Licenziamento disciplinare: l'eventuale acquiescenza a comportamenti illeciti da parte dei vertici non esclude la giusta causa di recesso.
A cura di Stefano Beretta e Antonio Cazzella
Con sentenza n. 17356 del 3 luglio 2018 la Corte di Cassazione ha esaminato una fattispecie di licenziamento per giusta causa intimato ad un dipendente, con qualifica di dirigente, che aveva acquistato, con fondi occulti, beni destinati a regalie per clienti (omettendo di riferire tali circostanze alla nuova proprietà) ed aveva fatto emettere fatture nei confronti del datore di lavoro per lavori di ristrutturazione compiuti presso la sua abitazione.

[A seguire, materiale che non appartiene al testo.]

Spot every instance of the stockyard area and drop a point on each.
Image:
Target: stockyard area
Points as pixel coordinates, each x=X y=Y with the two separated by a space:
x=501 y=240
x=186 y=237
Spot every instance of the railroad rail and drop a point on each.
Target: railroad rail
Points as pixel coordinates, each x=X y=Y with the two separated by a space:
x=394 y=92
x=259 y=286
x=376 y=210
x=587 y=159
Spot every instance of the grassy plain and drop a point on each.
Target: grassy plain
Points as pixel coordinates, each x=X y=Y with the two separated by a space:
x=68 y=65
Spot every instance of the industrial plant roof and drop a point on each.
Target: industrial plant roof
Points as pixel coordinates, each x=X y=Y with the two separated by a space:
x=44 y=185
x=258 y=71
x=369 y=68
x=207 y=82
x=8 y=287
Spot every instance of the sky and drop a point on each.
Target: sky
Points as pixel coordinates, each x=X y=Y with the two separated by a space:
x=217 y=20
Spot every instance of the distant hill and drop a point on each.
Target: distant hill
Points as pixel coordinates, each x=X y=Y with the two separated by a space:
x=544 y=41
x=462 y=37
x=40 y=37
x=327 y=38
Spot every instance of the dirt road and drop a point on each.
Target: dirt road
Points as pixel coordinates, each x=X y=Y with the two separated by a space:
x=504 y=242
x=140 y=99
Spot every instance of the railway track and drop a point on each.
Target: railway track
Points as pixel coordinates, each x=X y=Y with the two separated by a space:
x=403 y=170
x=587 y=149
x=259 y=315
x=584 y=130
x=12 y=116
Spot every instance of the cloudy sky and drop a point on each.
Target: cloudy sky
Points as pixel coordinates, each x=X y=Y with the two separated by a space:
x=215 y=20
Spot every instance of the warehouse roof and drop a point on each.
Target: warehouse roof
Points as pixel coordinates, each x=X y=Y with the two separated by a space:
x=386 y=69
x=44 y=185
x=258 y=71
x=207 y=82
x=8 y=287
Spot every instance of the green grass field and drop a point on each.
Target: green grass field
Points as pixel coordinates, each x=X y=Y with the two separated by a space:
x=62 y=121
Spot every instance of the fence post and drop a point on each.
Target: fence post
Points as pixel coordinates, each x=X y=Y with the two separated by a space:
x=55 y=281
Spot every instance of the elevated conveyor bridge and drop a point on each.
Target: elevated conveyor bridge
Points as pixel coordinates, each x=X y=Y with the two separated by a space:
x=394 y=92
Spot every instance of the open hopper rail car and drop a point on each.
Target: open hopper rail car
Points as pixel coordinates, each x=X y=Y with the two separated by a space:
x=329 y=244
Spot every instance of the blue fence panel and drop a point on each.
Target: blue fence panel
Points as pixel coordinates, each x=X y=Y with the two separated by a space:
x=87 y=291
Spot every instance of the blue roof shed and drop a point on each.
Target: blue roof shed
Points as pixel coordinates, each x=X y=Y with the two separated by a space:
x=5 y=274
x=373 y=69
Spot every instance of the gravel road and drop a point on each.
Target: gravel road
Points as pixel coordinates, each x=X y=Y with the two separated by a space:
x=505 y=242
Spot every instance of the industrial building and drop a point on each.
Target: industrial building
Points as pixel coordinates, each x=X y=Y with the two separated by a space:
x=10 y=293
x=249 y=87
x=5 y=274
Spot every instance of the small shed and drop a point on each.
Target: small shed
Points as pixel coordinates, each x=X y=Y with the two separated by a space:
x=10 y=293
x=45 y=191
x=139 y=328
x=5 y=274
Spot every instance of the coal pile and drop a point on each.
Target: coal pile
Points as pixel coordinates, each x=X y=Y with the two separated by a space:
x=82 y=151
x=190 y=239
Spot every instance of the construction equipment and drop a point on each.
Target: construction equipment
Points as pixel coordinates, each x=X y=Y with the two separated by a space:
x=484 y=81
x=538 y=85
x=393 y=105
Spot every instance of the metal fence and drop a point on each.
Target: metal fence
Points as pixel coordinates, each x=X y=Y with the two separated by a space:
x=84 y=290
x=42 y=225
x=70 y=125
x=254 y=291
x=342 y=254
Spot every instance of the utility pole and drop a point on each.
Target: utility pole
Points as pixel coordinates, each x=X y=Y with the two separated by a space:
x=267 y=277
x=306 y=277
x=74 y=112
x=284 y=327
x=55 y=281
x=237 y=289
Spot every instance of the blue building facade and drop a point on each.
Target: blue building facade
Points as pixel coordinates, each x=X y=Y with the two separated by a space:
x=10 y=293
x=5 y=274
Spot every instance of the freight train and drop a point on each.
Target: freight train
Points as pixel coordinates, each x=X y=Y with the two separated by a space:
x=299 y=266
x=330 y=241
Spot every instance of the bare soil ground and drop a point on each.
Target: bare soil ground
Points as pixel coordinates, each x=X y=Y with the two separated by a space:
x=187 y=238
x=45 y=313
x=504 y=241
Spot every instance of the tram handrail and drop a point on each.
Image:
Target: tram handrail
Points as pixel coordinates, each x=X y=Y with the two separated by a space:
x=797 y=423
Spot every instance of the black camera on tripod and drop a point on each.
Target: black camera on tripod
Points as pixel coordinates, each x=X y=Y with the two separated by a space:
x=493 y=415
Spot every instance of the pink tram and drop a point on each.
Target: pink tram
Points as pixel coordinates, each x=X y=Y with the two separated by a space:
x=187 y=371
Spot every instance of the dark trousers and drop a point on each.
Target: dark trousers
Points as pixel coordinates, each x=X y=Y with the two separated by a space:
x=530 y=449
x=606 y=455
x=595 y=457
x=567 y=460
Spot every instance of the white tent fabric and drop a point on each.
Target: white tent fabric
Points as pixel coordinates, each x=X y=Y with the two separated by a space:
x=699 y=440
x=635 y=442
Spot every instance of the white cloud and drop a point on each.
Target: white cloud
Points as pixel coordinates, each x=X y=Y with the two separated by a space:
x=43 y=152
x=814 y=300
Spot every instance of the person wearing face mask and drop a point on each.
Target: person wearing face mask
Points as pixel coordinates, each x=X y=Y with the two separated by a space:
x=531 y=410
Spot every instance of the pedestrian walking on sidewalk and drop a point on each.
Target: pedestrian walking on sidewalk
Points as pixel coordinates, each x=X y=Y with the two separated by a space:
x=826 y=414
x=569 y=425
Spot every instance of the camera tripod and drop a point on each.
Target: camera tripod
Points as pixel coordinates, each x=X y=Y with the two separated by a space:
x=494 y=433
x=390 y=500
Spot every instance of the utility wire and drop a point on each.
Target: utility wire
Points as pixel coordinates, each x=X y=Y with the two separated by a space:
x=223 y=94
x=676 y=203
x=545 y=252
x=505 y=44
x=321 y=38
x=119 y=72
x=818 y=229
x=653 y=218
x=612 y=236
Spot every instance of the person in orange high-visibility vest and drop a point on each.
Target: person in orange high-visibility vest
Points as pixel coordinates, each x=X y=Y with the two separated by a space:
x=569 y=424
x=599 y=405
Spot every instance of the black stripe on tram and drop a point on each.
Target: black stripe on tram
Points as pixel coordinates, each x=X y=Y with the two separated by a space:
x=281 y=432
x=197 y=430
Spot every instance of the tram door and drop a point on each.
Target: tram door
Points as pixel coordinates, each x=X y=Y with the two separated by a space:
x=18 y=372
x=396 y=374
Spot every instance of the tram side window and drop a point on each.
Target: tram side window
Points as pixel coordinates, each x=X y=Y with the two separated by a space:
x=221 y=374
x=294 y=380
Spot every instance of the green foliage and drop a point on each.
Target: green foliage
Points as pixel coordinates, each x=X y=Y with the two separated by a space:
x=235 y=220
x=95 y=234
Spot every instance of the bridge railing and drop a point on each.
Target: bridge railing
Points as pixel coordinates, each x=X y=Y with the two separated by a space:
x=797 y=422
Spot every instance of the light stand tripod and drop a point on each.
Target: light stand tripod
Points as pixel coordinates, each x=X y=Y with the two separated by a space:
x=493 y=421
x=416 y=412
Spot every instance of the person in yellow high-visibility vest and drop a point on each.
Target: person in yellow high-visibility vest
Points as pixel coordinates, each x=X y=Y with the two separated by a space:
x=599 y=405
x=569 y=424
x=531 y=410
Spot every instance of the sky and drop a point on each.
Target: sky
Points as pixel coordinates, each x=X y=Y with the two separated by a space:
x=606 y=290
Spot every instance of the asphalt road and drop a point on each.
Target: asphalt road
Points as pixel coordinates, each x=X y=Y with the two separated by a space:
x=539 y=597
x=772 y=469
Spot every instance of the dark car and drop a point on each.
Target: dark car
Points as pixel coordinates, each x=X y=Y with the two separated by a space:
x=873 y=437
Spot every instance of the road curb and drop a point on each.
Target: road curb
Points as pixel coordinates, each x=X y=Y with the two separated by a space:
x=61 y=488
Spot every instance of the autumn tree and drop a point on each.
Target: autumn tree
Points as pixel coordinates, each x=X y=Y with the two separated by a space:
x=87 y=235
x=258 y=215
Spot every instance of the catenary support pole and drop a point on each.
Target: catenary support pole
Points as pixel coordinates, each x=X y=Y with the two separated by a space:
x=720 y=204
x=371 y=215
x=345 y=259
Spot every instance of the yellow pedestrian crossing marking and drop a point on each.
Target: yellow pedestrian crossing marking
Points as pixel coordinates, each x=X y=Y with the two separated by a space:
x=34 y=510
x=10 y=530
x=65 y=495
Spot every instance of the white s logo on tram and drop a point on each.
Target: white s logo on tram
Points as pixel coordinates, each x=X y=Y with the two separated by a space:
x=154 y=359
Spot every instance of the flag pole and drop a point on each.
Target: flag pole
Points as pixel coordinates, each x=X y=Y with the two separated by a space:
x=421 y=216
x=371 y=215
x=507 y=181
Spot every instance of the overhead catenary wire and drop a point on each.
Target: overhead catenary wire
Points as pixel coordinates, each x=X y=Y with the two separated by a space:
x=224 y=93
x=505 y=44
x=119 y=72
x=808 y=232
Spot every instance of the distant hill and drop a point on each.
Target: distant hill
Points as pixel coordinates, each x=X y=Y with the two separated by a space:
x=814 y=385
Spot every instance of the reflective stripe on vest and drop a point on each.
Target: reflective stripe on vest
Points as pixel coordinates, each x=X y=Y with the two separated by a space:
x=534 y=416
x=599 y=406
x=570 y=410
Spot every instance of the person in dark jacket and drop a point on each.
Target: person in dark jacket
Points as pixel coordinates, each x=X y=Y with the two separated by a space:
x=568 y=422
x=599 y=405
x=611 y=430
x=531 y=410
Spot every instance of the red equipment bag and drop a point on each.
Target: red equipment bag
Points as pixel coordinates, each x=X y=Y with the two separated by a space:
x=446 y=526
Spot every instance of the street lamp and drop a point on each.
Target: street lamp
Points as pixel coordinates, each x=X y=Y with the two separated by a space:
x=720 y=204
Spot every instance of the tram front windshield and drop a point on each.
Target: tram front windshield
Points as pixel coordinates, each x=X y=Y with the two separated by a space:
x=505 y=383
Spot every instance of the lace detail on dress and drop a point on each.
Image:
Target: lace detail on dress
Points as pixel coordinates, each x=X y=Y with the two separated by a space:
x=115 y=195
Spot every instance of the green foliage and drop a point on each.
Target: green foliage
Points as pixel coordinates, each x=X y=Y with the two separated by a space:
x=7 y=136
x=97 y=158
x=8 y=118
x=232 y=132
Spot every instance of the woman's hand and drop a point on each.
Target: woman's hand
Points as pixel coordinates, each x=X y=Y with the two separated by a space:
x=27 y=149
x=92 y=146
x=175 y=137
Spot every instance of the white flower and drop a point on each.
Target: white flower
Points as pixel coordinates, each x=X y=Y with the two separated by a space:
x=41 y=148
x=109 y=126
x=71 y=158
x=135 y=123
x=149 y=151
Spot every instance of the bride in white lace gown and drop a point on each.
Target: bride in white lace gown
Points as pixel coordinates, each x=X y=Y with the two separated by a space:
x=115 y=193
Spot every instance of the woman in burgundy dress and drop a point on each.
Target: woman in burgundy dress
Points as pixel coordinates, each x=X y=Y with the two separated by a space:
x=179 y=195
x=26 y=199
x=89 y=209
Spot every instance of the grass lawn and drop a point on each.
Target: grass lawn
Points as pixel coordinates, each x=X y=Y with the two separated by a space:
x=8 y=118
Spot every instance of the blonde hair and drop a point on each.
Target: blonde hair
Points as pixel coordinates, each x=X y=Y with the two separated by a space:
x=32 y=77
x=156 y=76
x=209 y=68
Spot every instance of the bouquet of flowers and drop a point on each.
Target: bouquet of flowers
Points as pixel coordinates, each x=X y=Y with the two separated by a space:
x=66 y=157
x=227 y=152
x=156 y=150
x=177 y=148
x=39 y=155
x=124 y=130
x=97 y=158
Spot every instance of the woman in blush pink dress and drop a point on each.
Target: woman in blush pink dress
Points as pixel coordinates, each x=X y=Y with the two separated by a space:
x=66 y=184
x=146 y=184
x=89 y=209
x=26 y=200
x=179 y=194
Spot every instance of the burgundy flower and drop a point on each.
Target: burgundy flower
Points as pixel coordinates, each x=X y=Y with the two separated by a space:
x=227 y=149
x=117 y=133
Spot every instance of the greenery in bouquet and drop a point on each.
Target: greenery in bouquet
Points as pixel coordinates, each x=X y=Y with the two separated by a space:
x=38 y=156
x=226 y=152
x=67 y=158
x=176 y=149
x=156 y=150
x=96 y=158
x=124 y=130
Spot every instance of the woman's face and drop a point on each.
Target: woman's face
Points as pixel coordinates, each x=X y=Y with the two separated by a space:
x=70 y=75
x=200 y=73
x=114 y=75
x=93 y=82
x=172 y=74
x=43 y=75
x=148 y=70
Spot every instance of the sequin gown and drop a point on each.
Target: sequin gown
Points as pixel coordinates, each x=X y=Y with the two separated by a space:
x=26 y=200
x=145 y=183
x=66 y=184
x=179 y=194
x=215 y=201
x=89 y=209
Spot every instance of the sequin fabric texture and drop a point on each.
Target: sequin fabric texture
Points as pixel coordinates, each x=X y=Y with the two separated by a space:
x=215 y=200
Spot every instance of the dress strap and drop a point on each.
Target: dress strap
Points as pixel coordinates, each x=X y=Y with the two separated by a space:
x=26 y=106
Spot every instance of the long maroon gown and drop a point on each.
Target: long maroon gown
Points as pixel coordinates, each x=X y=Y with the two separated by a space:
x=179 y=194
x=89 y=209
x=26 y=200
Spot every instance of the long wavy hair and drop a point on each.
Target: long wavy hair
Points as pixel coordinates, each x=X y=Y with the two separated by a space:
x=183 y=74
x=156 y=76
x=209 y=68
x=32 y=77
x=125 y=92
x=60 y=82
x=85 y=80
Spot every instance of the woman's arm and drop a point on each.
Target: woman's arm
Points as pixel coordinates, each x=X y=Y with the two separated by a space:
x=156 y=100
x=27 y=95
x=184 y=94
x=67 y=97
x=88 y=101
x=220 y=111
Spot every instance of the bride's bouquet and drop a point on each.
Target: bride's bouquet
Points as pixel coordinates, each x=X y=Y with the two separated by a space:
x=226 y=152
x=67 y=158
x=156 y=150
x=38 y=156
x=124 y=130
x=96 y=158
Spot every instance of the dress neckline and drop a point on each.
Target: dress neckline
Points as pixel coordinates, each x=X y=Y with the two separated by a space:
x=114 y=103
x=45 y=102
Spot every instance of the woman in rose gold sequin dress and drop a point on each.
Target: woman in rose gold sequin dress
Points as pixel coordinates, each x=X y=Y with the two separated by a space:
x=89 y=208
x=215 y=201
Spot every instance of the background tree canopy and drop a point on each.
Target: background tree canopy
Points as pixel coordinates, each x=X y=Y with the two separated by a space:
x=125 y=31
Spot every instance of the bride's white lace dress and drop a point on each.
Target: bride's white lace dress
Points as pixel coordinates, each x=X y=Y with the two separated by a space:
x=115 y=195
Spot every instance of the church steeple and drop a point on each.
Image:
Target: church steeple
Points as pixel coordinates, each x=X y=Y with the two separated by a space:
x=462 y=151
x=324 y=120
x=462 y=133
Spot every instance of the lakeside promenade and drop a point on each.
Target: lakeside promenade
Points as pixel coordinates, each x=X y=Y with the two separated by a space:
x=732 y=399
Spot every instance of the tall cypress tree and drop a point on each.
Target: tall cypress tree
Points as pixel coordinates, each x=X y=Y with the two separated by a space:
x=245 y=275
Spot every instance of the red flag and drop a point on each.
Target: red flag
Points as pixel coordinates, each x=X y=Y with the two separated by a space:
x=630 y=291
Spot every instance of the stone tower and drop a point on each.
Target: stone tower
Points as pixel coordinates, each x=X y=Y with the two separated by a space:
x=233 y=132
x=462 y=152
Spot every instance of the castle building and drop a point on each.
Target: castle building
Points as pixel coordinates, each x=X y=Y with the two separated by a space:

La Suprema Corte ha confermato la legittimità del licenziamento, evidenziando che “la creazione di fondi extrabilancio si pone al di fuori della conformità all’ordinamento giuridico che impone regole rigorose nella amministrazione delle società e nella tenuta della contabilità, regole dettate per essere osservate, e non tollera falsi ideologici in nessuna forma e per nessun fine”, essendo, peraltro, del tutto irrilevante la mancata adozione di un codice etico.
In particolare, la Suprema Corte ha rilevato che la deduzione del dirigente – secondo cui tale condotta era conforme al volere dei vertici proprietari che avevano intimato il licenziamento – non era stata dimostrata e che, comunque, l’ordinamento impedisce di identificare la società con il volere dei suoi vertici proprietari.